Allí también estaba Sergio Iván, esperando que lo aceptaran a pesar de su “mala” conducta.
Con él estaba su tía, una señora de mediana estatura, un tanto gordita, de cabello negro recogido en un moño y vestida con un traje oscuro. La primera impresión que tuve es que trabajaba en una oficina, y Sergio Iván me lo confirmo después.
Él vivía con su tía desde que su madre se casó con otro señor. Tenía un hermano menor, pero casi no se veían. Eran solo ella y él. Nadie más.
Al final los maestros disculparon mi olvido, y también disculparon la conducta de Sergio Iván el año anterior. Los dos terminamos inscritos en la misma institución, pero en cursos diferentes.
Lo veía en los recreos y apenas nos deteníamos a conversar. Seguía solo, vagando por los pasillos, saltándose las clases, abriendo los libros en medio de los exámenes y fumando casi en las narices de los maestros.
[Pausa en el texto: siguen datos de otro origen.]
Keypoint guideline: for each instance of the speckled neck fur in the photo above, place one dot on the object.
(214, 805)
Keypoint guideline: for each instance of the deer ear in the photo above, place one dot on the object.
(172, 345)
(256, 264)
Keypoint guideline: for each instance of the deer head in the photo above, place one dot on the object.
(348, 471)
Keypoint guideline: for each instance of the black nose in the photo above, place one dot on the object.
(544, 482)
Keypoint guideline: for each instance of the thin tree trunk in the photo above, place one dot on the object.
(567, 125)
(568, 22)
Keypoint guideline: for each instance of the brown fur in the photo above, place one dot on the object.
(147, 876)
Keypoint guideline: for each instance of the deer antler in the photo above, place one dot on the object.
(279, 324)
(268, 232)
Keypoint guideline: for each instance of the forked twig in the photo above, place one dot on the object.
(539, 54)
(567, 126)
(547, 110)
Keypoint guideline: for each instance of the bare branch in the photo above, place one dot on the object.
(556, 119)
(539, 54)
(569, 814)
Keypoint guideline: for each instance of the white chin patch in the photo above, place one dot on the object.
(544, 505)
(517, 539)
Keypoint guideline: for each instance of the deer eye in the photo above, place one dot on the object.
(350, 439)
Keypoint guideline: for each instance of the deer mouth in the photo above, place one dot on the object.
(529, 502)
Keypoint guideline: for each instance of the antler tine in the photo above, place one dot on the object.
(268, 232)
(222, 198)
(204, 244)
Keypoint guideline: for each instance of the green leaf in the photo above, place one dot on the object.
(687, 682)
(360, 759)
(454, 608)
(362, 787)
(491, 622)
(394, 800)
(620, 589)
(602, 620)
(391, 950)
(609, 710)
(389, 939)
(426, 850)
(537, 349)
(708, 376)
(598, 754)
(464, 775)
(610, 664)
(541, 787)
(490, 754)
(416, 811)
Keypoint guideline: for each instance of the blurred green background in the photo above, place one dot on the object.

También seguía dibujando y escribiendo. Quiso inventar su propio mundo, y construir una fuente de imaginación inagotable inyectándose cualquier narcótico en su cuerpo.
Ayer esa fuente se secó. Quizá terminó de construir ese mundo que siempre quiso. Quizá ahora en lugar de vagar por los pasillos, toca la guitarra sin parar.